So the lion is the number one enemy of other lions. That’s why lions live in groups. They need to defend a territory and monopolize resources and this need requires social cooperation. Lions have to think as a gang of like-sexed companions who work as a single mind to fight fierce leonine battles to control the environment.

Climate of violence

Is the environmental temperature involved in the climate of violence that erupts sometime uncontrolled under this Earth’s sun? Apparently, yes.

Police anywhere around the globe can tell you that when the temperature rises so does the violence rate.

In a recent article published in the Sept 13, 2013, issue of Science and titled Quantifying the influence of climate on human conflict, Berkeley scholars Solomon Hsiang, Marshall Burke and Edward Minguel argue that there is a strong cause-effect link between raising temperature and conflict, either crime or war.

The authors of the shocking study analysed 60 texts and a time frame spanning from 10,000 BC to present days, coming to the conclusion that even a slight increase, let’s say of one centigrade in Africa, increases the frequency of interpersonal violence (crime) by 4% and intergroup conflict (war) by a stunning 14%. Projections indicate that by 2050 the inhabited world will warm up by 2 to 4 centigrades amplifying by 2 or 4 fold the rate of human conflict in both low- and high-income countries.

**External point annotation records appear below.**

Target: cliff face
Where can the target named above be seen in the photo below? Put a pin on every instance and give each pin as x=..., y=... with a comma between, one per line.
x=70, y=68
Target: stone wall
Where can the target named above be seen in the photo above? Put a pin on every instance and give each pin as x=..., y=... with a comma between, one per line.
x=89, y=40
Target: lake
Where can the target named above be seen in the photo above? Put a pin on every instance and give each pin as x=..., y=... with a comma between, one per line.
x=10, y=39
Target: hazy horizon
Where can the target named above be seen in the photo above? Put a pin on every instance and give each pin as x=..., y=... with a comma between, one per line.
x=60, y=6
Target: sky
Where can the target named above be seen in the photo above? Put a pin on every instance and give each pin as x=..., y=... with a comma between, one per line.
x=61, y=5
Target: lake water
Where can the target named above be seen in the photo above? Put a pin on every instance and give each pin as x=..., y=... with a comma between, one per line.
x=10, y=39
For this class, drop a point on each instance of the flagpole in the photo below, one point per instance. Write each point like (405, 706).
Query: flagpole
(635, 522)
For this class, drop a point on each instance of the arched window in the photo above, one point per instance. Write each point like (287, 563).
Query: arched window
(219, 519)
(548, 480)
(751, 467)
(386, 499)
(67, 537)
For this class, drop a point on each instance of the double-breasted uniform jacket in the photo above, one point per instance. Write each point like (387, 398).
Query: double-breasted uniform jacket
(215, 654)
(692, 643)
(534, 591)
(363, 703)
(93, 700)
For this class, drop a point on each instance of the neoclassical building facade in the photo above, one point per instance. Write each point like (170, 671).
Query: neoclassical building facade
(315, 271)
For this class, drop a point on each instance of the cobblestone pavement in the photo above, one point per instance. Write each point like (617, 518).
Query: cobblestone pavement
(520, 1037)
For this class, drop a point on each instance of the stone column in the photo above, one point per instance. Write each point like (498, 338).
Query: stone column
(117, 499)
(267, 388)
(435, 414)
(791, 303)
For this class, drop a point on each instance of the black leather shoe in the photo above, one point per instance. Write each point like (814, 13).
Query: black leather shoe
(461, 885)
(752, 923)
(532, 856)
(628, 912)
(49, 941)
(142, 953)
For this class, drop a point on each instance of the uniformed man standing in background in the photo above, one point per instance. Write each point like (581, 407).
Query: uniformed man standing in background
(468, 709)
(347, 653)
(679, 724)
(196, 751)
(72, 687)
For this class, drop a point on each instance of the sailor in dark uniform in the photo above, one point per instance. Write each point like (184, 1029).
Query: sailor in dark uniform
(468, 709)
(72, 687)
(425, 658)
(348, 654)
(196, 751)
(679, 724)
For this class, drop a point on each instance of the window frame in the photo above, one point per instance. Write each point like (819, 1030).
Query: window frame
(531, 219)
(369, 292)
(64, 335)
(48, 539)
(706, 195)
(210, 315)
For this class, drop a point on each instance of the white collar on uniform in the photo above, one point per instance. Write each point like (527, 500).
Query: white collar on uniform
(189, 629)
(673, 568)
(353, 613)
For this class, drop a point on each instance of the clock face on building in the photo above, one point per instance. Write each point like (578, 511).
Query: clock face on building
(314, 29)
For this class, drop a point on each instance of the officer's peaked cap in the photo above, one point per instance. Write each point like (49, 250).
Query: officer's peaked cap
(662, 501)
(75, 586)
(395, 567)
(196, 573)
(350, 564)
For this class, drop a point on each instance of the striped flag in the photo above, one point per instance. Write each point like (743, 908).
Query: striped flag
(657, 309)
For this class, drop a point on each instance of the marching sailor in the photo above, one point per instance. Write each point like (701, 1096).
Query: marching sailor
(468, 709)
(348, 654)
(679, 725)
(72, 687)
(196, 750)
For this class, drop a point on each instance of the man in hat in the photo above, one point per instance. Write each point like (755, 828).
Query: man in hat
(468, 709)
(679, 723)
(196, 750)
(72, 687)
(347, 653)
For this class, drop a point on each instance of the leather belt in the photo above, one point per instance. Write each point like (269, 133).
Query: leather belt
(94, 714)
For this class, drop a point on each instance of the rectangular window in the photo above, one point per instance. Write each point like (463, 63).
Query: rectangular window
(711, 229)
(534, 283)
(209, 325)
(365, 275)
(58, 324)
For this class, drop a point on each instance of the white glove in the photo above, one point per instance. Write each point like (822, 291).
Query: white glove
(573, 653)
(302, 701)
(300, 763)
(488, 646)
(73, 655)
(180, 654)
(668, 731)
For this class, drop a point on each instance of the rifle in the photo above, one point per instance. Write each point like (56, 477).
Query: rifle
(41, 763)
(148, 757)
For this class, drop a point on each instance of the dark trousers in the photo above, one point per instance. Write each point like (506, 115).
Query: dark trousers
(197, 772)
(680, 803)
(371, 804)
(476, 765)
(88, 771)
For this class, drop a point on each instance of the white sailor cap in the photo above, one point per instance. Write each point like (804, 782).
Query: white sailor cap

This might be true also for the animals. Until now, no scientist has tested the hypothesis. It is realistically possible that when the whole planet will get hotter the climate of violence will extend to a number of previously peaceful animal populations, as it is the rule within the leonine society.

Ancient inspiration

The ritual lion hunt of the Masai tribe constitutes a passage rite to enter adulthood and in many cultures similar hunting rites (of bear, whale, wolf) are linked to the affirmation of a territory. Neolithic hunter—gatherers took inspiration from the animal world re-enacting wild hunts camouflaged as wolf-warriors.

The Neolithic wars were the continuation of the wars to carnivores of the Paleolithic. When these ended, men started to rage against other men, pouring on each other the excessive energy of self-defense.

Evidently among social animals the war is a frequent phenomenon and independent but not inevitable within the evolutionary lines of man and chimpanzee.

According to primatologist Richard Wrangham two features discriminate the social species that practice war from those who don’t: the obstinate fight for resources and the tendency to form groups of various size, so that when the bigger groups meet the smaller ones they can attack and overcome them without major risks.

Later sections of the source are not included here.